Pterostilbene affected the expression of genes involved in sulfur metabolism and/or sulfur assimilation, associated with the highest z-score in this study (Tables 3 and 6). Within this category, six genes (ECM17, MET3, MET14, MET16, MET10, MET6) encoding enzymes involved in methionine biosynthesis were repressed (Figure 2, Table 6). Methionine metabolism plays an important role in many aspects of cellular physiology. Its derivative S-adenosyl methionine (SAM) serves as a methyl donor in many biosynthetic processes [40]. Metabolism of sulfur-containing amino acids like methionine has been linked to cell cycle progression, and perturbations of these processes lead to diverse cellular anomalies [41, 42]. The down-regulation of genes involved in methionine biosynthesis by pterostilbene may cause cellular stress by not only decreasing methionine levels, but also by compromising the supply of donor methyl groups required for methylation reactions in various biosynthetic pathways. Our results suggest that one of the molecular effects of pterostilbene might involve the disruption of methionine biosynthesis, an observation that has not been previously reported for this compound.

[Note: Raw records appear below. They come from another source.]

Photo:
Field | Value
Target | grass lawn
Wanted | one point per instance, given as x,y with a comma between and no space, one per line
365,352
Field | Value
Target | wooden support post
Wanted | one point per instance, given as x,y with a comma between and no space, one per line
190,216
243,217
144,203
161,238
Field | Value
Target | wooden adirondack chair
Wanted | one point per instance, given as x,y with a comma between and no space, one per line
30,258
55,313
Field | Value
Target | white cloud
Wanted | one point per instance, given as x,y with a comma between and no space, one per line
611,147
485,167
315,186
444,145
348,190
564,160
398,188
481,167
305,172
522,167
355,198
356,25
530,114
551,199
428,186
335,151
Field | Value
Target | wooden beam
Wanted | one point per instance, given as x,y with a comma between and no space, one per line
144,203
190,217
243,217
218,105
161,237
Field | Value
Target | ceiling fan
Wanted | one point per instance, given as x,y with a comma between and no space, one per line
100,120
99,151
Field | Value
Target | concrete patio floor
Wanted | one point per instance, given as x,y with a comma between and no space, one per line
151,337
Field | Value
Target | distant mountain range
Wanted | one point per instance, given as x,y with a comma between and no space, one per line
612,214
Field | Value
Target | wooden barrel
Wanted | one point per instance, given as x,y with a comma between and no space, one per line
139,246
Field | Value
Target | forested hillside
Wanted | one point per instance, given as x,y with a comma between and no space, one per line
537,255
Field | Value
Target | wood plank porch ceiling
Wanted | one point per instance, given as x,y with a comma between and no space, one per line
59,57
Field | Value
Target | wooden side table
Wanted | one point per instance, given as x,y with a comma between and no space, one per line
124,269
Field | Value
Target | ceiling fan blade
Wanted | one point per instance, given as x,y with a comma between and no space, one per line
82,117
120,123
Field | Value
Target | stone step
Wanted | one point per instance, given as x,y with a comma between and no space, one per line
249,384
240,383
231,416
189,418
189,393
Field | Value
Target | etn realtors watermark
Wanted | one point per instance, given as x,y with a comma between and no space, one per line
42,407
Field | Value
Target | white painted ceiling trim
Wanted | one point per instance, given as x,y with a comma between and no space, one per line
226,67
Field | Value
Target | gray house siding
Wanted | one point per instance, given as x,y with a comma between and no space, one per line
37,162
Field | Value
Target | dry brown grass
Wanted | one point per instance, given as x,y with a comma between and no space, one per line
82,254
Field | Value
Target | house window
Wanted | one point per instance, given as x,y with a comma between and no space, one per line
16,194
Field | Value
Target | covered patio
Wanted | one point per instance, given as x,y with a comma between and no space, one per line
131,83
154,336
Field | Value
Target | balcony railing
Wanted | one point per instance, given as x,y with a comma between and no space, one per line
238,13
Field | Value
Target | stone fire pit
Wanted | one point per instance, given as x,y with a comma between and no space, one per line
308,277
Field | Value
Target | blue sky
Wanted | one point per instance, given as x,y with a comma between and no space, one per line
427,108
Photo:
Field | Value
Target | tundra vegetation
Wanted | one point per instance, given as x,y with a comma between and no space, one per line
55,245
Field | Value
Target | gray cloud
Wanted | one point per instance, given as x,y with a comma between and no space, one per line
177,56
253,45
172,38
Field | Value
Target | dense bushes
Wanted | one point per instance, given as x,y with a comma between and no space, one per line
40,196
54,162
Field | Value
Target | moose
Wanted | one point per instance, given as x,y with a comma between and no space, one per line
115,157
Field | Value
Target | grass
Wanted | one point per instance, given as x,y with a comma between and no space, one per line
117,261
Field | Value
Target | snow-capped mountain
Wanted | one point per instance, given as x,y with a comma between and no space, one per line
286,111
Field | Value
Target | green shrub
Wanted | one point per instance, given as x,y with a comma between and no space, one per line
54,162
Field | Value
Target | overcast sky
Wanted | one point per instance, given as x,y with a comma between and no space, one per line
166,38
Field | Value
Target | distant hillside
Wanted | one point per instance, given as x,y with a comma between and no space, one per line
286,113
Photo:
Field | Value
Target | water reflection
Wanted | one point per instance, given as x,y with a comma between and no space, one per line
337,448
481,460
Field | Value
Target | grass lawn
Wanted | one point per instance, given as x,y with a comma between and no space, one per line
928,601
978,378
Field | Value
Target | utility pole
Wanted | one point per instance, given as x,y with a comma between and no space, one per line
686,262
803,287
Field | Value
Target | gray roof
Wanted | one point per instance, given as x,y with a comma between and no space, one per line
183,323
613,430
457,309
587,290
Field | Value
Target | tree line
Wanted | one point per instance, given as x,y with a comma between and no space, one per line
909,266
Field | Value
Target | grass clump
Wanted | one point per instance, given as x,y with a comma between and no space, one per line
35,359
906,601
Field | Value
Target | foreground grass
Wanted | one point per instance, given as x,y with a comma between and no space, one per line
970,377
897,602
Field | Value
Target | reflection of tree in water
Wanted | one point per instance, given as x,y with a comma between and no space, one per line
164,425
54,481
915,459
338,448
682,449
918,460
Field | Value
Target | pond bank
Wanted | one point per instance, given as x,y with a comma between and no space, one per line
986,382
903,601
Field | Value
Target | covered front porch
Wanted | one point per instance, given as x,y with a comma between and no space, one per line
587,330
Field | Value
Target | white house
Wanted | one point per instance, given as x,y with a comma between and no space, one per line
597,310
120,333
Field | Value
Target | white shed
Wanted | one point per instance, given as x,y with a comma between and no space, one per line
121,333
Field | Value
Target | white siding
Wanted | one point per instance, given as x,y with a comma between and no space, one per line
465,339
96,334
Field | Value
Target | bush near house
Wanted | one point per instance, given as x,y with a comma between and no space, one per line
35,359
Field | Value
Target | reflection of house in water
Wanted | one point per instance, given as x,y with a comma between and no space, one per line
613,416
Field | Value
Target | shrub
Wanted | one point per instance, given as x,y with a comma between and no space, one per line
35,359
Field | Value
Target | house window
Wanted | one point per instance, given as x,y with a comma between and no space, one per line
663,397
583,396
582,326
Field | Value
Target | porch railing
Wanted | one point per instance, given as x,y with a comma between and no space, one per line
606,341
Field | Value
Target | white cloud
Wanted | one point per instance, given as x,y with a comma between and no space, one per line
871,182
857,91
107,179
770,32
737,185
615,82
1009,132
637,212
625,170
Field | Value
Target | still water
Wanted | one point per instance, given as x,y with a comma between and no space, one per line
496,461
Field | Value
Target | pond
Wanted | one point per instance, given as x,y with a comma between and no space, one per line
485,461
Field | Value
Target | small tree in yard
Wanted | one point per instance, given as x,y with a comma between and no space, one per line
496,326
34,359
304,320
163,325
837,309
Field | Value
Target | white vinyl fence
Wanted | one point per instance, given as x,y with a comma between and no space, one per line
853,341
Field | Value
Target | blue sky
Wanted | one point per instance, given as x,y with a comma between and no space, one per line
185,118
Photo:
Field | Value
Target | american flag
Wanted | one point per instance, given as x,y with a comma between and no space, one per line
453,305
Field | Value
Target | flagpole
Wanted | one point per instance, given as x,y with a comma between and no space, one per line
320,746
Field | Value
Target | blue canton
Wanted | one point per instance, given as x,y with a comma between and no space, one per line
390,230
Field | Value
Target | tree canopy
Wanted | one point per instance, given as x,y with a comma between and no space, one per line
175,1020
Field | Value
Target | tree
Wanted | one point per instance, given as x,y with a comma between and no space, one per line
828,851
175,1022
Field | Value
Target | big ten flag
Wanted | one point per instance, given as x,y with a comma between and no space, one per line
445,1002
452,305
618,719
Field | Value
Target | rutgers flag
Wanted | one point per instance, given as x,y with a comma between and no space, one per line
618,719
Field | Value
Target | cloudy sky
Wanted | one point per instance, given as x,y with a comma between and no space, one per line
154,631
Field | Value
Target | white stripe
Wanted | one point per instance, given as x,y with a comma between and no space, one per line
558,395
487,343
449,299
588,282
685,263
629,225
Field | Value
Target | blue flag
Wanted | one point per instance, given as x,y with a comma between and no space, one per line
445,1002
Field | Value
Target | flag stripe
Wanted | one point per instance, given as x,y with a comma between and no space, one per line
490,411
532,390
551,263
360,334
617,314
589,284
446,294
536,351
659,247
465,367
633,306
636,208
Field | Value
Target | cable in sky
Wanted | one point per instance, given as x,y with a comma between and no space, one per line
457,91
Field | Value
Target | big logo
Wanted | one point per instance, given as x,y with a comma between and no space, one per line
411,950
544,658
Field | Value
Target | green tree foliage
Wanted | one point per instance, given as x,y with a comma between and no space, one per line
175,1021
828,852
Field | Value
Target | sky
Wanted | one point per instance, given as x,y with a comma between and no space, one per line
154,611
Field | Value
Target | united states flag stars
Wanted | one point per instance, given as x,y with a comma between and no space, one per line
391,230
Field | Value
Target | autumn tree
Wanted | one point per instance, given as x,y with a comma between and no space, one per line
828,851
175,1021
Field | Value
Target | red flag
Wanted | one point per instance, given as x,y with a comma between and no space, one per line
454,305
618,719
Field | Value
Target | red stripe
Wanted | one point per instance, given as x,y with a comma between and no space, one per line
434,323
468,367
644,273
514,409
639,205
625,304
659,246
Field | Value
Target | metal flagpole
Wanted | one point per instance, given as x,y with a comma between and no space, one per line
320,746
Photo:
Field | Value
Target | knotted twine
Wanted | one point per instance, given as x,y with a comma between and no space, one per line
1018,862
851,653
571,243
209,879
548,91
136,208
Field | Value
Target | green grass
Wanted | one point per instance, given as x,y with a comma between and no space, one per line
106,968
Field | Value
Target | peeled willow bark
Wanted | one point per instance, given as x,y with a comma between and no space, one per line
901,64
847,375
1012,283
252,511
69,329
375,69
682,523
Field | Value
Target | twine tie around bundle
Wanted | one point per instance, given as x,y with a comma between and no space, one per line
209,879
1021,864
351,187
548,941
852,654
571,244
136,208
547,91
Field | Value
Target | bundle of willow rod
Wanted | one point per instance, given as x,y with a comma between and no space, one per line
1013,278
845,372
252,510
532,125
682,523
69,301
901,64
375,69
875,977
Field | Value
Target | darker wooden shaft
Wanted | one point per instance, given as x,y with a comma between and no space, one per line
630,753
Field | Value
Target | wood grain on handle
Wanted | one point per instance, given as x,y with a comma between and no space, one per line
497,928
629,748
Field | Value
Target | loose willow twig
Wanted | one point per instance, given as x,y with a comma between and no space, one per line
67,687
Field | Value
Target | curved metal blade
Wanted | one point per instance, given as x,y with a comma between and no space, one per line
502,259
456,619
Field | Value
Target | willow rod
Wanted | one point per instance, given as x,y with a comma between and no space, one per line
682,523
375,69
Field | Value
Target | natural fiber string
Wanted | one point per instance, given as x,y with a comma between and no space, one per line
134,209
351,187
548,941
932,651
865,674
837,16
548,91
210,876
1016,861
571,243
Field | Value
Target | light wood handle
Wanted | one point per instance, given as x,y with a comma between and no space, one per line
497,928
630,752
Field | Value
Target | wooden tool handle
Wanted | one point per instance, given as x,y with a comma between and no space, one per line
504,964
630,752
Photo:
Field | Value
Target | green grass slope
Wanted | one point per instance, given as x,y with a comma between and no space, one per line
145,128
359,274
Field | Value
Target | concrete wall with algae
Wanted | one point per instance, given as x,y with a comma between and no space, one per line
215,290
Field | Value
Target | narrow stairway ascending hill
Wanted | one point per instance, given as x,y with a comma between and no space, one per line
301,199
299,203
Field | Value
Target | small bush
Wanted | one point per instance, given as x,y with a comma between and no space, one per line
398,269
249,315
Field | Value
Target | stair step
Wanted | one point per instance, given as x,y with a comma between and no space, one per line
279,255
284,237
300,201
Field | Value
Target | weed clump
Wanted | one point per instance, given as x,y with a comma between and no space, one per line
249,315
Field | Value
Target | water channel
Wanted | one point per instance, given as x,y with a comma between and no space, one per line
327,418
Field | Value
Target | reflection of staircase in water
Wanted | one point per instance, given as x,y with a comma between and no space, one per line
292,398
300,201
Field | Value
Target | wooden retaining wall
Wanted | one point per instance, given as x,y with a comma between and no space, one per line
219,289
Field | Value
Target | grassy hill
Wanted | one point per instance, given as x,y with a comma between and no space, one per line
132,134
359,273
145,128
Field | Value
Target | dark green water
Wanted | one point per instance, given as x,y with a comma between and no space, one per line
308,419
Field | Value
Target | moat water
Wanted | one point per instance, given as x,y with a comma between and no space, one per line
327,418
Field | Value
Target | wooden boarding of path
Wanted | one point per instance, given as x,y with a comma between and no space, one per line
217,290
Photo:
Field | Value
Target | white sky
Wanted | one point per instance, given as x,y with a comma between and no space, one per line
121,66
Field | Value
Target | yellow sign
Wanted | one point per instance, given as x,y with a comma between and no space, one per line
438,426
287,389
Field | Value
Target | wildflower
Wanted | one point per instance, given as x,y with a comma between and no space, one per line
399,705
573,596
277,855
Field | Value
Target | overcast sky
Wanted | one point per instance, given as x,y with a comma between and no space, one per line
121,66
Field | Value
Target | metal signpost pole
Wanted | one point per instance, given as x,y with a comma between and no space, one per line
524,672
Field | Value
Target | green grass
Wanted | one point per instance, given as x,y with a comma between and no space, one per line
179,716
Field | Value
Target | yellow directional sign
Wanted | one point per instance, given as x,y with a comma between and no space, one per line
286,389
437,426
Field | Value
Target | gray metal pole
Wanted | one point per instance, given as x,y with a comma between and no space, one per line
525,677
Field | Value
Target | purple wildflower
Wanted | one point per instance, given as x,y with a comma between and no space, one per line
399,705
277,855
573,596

The observed down-regulation of genes involved in methionine metabolism in response to pterostilbene treatment (Figure 2, Table 6) is perhaps surprising given that several genes in this pathway are actually up-regulated during conditions of oxidative stress and amino acid starvation [43, 44]. However, a transcriptional profiling study conducted in yeast cells exposed to the herbicide sulfometuron methyl (SM), which inhibits branched-chain amino acid biosynthesis, indicated that exposure to SM resulted in the down-regulation of several genes involved in methionine metabolism, including MET3, MET6, MET14, SAM1, and SAM2 [45]. One mechanism proposed for this down-regulation was the potentially reduced levels of ATP in SM-treated cells, given that methionine biosynthesis and the production of SAM are ATP-requiring processes. Interestingly, in the present work pterostilbene treatment altered the expression of more than 100 mitochondrial genes (Additional file 3: op. cit.), suggesting large-scale perturbations in mitochondrial function which would eventually lead to ATP deficiency. A second potential mechanism emerged from queries using MET1, MET3, MET6, MET10, MET13, MET14, and MET16 against the Serial Pattern of Expression Levels Locator (SPELL) database [46], which revealed that all of the corresponding transcripts are down-regulated in response to osmotic stress [47]. Given the significant effects pterostilbene exposure is likely to have on lipid metabolism (Table 4), it is possible that membrane integrity could be compromised leading to an osmotic imbalance in yeast cells. Consistent with this notion, genes involved in osmotic stress response regulation such as GRE1, GRE2, SSK1, PPZ1, and STE11 were induced in pterostilbene-treated cells (Additional file 3: op. cit.).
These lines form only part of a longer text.